Mistakes can kill; it was ever thus. We endeavor to avoid the mistakes we’ve made before, and instead to make new mistakes. It used to be that the old carried the wisdom of the past, and told the young how to avoid the landmines in the road of life. Now the young carry the wisdom of the past in their cell phones.
It is no accident that we human females live long past menopause. The Grandmother Hypothesis, is what the anthropologists call it. We women live a long time because back in the day – that same ancient day when elders were the guardians of wisdom – it was the existence of grandmothers that enabled humans to survive. Grandmothers were the caregivers, the teachers, who allowed both the father and the mother of a child to be productive workers despite our lengthy period of childhood dependence. Those long spans of years – women’s old age and human childhood – were tied together from the start, the one caused by the other. But today we struggle to find care for our young because their care has become disconnected from the grandmothers and our supposed wisdom.
The role of older women as wisdom keepers, as nurturers of children, have become unrecognizable. We older women look around and find it hard to visualize the wisdom of age in the world we inhabit. Instead we see leaders who are plenty old enough for wisdom making terrible mistakes, the kinds of mistakes you cannot fix by consulting your cell phone. The kinds of mistakes they would have outgrown if they had truly taken care of their children and grandchildren. We see there is no guarantee that wisdom comes with age. We wonder what meaning to make about these older years when our grown children and our grandchildren have moved to the other side of the continent. What exactly is it that we have to offer, to ourselves and to the world?

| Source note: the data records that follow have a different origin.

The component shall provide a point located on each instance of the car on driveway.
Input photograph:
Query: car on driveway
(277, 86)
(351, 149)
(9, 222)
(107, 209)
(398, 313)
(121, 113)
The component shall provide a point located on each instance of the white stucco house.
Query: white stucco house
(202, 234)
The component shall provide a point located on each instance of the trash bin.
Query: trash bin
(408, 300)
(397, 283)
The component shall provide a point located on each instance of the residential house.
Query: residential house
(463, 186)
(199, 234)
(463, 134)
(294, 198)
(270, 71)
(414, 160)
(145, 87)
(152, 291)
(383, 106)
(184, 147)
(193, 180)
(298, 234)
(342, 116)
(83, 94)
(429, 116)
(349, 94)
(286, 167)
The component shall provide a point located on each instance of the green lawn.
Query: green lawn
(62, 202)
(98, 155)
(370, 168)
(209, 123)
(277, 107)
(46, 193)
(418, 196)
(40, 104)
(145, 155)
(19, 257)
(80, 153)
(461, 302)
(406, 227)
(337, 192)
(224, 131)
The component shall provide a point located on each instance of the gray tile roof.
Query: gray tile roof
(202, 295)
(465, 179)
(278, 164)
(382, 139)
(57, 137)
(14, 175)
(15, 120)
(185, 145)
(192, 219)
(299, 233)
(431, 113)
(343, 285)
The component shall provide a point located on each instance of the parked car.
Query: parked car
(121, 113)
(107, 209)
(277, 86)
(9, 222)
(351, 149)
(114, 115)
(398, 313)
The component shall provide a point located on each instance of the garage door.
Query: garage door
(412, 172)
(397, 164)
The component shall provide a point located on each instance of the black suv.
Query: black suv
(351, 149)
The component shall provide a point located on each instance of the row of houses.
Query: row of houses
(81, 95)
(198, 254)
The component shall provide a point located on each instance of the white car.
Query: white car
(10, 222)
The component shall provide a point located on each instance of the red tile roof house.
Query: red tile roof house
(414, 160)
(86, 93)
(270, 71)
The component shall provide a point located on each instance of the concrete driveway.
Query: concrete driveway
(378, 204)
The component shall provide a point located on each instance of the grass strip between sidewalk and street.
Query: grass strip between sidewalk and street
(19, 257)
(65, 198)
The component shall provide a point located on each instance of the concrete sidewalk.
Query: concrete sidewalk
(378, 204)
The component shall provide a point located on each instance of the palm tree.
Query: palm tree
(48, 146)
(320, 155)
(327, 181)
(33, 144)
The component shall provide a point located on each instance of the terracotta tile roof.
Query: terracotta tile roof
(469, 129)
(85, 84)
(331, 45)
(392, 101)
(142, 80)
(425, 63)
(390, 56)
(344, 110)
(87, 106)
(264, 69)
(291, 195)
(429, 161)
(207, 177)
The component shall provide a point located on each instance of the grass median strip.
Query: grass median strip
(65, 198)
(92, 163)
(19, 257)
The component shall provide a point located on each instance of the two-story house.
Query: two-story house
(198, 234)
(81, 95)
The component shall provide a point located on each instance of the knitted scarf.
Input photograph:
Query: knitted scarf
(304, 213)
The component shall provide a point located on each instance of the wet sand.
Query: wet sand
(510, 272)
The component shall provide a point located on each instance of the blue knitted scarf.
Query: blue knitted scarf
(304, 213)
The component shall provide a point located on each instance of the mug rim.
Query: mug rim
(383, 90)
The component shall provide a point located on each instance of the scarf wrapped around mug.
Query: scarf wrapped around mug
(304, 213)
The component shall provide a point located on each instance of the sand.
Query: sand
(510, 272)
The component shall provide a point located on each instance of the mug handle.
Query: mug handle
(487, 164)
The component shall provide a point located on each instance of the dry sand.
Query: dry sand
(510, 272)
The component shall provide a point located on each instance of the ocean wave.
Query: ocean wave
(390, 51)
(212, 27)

Writers and thinkers from Carl Jung to Mary Pipher tell us that older age is the time for reflection. That we do have wisdom, or the capacity to find it and share it. Yet the famous invisibility of older women in our culture has devolved into OK Boomer derision. So what exactly should we do with what we know?
The older women I know struggle with this; perhaps your friends do too. One friend who is a retired school administrator says anyone who teaches in order to share their wisdom is in for a rude shock: That children don’t want to listen to their teachers, but instead want a listening ear. Another woman who spent her career as a therapist says that wisdom is love, or at least includes love, and that if we have paid attention we have learned to love by now.
Maybe we have wisdom, maybe we don’t, but we do have time. When I canvassed for political groups in this election year, I looked around and almost all the volunteers were older women, grandmothers like me. In this society, where adults of working age have less leisure time than in any other advanced country, the grandmothers have become the custodians of grassroots politics. We may not be tending our grandchildren one on one but we are tending all of their future.
When the next election rolls around, if a grandmother knocks on your door, she will listen to your concerns. She will show you that she cares. And she will share with you the wisdom she has gained through a lifetime of mistakes, and help us avoid the kinds of mistakes that could kill us all. Because she knows that we all are her grandchildren now.